4.9. Processing of Samples for Transmission Electron Microscopy
Lesions were excised with a surgical scissors after 20 days of treatment (50 days post infection), washed in PBS and fixed in 2.5% glutaraldehyde in 0.1M sodium cacodylate buffer pH 7.2 with 3.5% sucrose for 1h/4 °C. Samples were post-fixed with 1% OsO4 (1 h/4 °C) in cacodylate buffer and, after washing, the samples were dehydrated in serial acetone concentrations (30%, 50%, 70%, 90% and 100%). Finally, samples were embedded in PolyBed 812 resin and polymerized at 72 h/ 60 °C. After polymerization, semi-thin sections were made in an Ultracut S ultramicrotome (Leica, Vienna, Austria) stained with toluidine blue and eosin and analyzed under a light microscope - Axio imager 2 (Zeiss, Göttingen, Germany). After selecting the areas of interest, ultra-thin sections were obtained in Leica Ultracut S ultramicrotome, collected in 300 mesh copper grids, contrasted with 5% and lead citrate and analyzed in the transmission electron microscope - JEOL JEM-1011 (Boston, MA, USA).

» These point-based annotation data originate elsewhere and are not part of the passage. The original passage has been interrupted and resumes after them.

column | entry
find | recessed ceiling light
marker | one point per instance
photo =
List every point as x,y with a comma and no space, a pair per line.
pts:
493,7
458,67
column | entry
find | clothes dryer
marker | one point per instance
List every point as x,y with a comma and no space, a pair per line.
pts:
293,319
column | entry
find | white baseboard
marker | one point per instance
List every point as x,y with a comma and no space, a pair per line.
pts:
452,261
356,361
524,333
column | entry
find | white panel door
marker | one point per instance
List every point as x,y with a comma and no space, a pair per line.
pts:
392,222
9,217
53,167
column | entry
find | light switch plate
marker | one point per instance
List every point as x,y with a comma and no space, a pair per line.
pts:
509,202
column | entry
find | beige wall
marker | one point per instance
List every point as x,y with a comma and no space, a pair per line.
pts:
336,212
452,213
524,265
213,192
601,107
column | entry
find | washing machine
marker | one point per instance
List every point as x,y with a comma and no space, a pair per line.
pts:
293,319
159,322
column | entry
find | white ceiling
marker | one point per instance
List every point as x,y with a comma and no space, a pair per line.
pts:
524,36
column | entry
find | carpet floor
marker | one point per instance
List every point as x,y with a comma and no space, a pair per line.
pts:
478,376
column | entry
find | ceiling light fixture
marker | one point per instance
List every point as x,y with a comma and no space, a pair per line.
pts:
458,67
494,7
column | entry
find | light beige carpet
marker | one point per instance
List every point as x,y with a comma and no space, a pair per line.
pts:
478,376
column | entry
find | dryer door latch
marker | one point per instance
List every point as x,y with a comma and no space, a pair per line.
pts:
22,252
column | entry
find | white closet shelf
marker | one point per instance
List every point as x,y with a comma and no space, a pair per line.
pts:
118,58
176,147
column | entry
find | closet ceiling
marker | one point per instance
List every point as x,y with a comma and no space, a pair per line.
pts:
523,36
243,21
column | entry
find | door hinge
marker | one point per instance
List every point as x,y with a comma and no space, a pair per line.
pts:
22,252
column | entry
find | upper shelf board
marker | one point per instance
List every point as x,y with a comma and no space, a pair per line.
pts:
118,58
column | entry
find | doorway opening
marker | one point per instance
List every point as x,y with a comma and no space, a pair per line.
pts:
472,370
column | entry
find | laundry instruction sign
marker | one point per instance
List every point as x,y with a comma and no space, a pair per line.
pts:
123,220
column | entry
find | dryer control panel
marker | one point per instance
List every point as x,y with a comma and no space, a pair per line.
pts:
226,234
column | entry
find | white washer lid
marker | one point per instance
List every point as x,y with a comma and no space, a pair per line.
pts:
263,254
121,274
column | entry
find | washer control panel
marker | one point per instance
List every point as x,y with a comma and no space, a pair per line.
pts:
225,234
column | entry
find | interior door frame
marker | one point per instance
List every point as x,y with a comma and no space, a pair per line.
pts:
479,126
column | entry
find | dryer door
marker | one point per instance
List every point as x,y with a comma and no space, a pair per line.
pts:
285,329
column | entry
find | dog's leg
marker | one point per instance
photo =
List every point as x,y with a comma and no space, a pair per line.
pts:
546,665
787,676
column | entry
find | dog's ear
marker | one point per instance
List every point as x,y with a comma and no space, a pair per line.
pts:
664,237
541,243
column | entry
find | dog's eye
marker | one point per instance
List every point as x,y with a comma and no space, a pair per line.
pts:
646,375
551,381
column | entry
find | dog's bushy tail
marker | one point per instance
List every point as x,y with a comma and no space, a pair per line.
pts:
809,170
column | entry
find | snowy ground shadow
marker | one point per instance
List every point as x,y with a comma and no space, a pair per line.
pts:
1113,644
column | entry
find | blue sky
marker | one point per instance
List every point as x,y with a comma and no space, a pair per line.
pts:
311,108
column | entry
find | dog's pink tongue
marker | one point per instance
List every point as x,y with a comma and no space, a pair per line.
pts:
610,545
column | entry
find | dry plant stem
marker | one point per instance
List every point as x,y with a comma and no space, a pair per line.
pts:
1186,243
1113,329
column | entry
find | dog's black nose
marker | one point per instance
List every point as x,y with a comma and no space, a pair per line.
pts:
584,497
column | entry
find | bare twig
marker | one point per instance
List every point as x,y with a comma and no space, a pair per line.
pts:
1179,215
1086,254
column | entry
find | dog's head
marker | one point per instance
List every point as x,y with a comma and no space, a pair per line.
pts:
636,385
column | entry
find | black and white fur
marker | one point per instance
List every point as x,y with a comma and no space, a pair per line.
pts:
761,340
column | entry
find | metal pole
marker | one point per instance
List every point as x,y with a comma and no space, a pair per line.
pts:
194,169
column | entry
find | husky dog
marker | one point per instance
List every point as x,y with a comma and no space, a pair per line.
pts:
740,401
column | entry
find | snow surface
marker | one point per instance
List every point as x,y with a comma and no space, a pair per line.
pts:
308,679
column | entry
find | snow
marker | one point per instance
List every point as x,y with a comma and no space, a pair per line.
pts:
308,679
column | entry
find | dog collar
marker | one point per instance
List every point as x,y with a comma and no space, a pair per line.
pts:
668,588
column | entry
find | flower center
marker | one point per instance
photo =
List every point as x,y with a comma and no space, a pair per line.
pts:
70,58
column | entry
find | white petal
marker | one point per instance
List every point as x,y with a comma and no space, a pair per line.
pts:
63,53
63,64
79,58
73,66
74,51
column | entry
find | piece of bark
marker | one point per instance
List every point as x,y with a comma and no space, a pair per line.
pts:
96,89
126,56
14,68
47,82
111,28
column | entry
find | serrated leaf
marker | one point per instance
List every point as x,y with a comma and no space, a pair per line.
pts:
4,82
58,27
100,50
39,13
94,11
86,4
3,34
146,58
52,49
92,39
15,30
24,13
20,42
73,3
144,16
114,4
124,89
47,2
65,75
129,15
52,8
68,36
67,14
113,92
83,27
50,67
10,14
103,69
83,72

4.10. Semiquantitative Analysis of Fragments
All fragments were semiquantitatively assessed based on the intensity and focal or diffuse character of the infection, considering presence of vacuoles and quantity of amastigotes and the results were plotted as the media of both amastigote number and vacuoles in macrophages. For each fragment a parameter was assigned with a numerical value between + and ++++, according to the intensity and extent of the infection: + = mild, ++ = moderate, +++ = severe, and ++++ = severe-diffuse. The samples were analyzed under light microscope (Zeiss Axio imager m2).
4.11. Ethical Aspects
Mice experimental procedures performed here were approved by the Committee for the Ethical Use of Animals of Instituto Oswaldo Cruz (L-052/2015). The animals were obtained from the animal breeding center of Fundação Oswaldo Cruz (Fiocruz). The additional assays with human cells from healthy donors were approved by the Committee of Ethics Fiocruz (C.E. Fiocruz protocol number 535/09).
4.12. Statistical Analysis
To compare results, Student’s test was applied; data matrices were considered statistically different when the P value was less than 0.05. Statistical analyses were performed using GraphPad Prism version 5.03 (GraphPad Software, San Diego, CA, USA).